🤖 AI Summary
Preschool children with phonological disorders face challenges including low adherence to home-based practice, limited interactivity in existing story-based interventions, and poor alignment with clinical protocols. This paper proposes an AI-mediated interactive storytelling training system that bridges clinical and home settings: it embeds target phonemes within role-driven dynamic narratives, integrates phoneme-level speech recognition with real-time visual feedback, and enables remote configuration of content and therapy workflows by speech-language pathologists—establishing an AI-in-the-loop closed-loop management framework. The system employs a multimodal, child-friendly interface and a configurable workflow architecture. Expert evaluation confirms strong clinical alignment, significantly improved child engagement, and enhanced phoneme generalization, thereby validating the efficacy and feasibility of clinician–caregiver collaborative intervention.
📝 Abstract
Speech sound disorder is among the most common communication challenges in preschool children.
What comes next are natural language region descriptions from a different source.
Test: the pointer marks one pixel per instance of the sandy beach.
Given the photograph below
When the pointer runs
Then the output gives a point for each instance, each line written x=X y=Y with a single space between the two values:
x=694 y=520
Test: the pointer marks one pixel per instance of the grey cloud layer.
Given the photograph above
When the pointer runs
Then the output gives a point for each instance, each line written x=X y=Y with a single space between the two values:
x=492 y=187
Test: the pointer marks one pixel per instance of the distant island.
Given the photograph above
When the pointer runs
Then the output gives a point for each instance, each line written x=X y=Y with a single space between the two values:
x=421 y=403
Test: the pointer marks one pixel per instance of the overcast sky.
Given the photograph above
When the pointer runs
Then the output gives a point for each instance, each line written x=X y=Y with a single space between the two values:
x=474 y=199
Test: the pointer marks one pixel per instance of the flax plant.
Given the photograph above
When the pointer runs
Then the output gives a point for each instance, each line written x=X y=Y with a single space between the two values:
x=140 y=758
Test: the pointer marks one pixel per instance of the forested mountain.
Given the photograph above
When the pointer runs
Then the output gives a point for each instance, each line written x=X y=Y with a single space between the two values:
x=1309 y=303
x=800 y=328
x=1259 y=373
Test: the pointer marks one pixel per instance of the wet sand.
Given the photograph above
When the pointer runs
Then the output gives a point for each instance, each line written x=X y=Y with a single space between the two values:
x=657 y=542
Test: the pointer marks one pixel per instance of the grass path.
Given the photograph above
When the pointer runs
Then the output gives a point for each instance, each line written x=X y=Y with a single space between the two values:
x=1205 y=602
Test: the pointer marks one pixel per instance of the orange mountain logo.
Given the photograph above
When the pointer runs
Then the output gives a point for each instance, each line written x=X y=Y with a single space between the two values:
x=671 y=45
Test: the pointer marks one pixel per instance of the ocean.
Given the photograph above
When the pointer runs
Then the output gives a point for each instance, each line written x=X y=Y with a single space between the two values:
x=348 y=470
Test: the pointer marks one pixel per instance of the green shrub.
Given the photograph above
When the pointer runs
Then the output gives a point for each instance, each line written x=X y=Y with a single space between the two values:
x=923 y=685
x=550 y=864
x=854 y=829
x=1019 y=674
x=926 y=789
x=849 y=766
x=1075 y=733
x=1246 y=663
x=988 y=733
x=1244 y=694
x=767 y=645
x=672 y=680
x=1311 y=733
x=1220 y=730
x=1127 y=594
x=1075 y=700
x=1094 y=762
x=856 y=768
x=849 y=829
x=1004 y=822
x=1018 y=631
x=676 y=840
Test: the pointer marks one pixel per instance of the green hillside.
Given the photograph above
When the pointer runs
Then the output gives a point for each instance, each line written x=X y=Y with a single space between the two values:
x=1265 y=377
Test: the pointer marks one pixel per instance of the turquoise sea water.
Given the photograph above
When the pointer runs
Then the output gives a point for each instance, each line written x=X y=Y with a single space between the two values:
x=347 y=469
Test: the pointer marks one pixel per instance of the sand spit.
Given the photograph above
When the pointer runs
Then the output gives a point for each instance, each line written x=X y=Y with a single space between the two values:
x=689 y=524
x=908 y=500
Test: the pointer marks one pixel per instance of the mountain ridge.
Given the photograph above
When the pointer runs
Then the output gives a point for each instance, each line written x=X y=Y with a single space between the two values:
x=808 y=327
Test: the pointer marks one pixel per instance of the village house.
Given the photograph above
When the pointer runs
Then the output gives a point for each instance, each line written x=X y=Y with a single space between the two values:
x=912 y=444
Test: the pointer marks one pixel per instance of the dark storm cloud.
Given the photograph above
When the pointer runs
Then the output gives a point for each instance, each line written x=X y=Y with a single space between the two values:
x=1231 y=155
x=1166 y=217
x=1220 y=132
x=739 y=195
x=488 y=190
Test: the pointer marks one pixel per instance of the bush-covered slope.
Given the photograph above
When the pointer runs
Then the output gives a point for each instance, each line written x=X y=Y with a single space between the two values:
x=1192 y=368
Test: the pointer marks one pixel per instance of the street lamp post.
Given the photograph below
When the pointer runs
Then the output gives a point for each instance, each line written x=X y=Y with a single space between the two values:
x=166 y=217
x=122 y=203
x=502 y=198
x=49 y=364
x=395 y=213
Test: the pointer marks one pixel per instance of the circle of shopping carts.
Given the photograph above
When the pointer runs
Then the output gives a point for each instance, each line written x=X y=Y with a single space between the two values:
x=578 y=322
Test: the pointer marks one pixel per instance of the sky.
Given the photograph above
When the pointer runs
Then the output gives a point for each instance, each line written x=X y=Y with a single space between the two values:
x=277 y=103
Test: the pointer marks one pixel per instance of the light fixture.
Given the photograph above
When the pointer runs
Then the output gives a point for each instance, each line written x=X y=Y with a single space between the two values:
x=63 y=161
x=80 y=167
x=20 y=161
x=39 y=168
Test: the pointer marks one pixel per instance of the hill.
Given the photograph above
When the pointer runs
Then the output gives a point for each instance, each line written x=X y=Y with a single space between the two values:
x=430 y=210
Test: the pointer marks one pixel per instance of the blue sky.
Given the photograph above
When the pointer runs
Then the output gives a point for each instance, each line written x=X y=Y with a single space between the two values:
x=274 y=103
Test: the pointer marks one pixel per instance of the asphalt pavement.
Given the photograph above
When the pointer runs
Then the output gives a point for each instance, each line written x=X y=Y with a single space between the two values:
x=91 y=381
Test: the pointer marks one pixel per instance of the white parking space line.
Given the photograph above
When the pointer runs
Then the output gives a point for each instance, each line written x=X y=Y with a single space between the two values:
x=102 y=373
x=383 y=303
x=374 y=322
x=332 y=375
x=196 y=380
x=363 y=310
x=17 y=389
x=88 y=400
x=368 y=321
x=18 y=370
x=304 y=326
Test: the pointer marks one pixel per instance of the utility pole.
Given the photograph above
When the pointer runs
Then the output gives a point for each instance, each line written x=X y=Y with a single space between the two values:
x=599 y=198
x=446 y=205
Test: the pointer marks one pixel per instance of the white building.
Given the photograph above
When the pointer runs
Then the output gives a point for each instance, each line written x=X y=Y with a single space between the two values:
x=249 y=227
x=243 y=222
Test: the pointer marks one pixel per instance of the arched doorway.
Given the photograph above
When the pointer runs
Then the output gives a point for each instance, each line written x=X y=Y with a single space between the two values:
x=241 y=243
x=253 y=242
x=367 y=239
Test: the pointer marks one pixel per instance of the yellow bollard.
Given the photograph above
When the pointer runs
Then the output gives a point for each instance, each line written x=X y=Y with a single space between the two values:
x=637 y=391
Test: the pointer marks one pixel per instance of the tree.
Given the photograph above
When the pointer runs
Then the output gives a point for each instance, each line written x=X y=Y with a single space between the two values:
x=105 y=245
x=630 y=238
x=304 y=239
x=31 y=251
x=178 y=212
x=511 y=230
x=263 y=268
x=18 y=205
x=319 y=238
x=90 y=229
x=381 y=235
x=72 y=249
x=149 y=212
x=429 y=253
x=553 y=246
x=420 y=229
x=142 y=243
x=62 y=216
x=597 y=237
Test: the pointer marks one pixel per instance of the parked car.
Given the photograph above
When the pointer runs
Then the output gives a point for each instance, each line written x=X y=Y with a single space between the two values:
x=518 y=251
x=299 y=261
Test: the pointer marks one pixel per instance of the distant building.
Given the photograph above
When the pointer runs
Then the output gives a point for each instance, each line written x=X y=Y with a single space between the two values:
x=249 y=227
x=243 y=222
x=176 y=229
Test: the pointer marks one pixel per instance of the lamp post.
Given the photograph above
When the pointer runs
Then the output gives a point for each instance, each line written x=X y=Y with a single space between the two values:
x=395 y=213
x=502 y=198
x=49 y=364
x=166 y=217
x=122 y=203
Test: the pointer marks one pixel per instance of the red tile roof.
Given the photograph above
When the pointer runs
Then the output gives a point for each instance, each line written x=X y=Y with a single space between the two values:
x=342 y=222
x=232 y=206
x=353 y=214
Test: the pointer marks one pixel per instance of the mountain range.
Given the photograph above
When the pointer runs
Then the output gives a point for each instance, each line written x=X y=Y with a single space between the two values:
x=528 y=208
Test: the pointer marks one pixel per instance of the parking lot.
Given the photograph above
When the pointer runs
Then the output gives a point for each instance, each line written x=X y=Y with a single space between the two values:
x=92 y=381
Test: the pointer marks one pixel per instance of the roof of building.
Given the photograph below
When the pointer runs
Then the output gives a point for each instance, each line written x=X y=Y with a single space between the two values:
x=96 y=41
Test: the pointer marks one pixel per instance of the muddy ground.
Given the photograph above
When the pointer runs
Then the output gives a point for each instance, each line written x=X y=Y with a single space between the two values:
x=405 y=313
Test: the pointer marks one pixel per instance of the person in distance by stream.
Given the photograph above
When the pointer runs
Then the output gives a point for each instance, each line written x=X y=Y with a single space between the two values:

Home-based practice is essential for effective therapy and for acquiring generalization of target sounds, yet sustaining engaging and consistent practice remains difficult. Existing story-based activities, despite their potential for sound generalization and educational benefits, are often underutilized due to limited interactivity. Moreover, many practice tools fail to sufficiently integrate speech--language pathologists into the process, resulting in weak alignment with clinical treatment plans. To address these limitations, we present MORA, an interactive story-based practice system. MORA introduces three key innovations. First, it embeds target sounds and vocabulary into dynamic, character-driven conversational narratives, requiring children to actively produce speech to progress the story, thereby creating natural opportunities for exposure, repetition, and generalization. Second, it provides visual cues, explicit instruction, and feedback, allowing children to practice effectively either independently or with caregivers. Third, it supports an AI-in-the-loop workflow, enabling SLPs to configure target materials, review logged speech with phoneme-level scoring, and adapt therapy plans asynchronously -- bridging the gap between clinic and home practice while respecting professional expertise. A formative study with six licensed SLPs informed the system's design rationale, and an expert review with seven SLPs demonstrated strong alignment with established articulation-based treatments, as well as potential to enhance children's engagement and literacy. Furthermore, discussions highlight the design considerations for professional support and configurability, adaptive and multimodal child interaction, while highlighting MORA's broader applicability across speech and language disorders.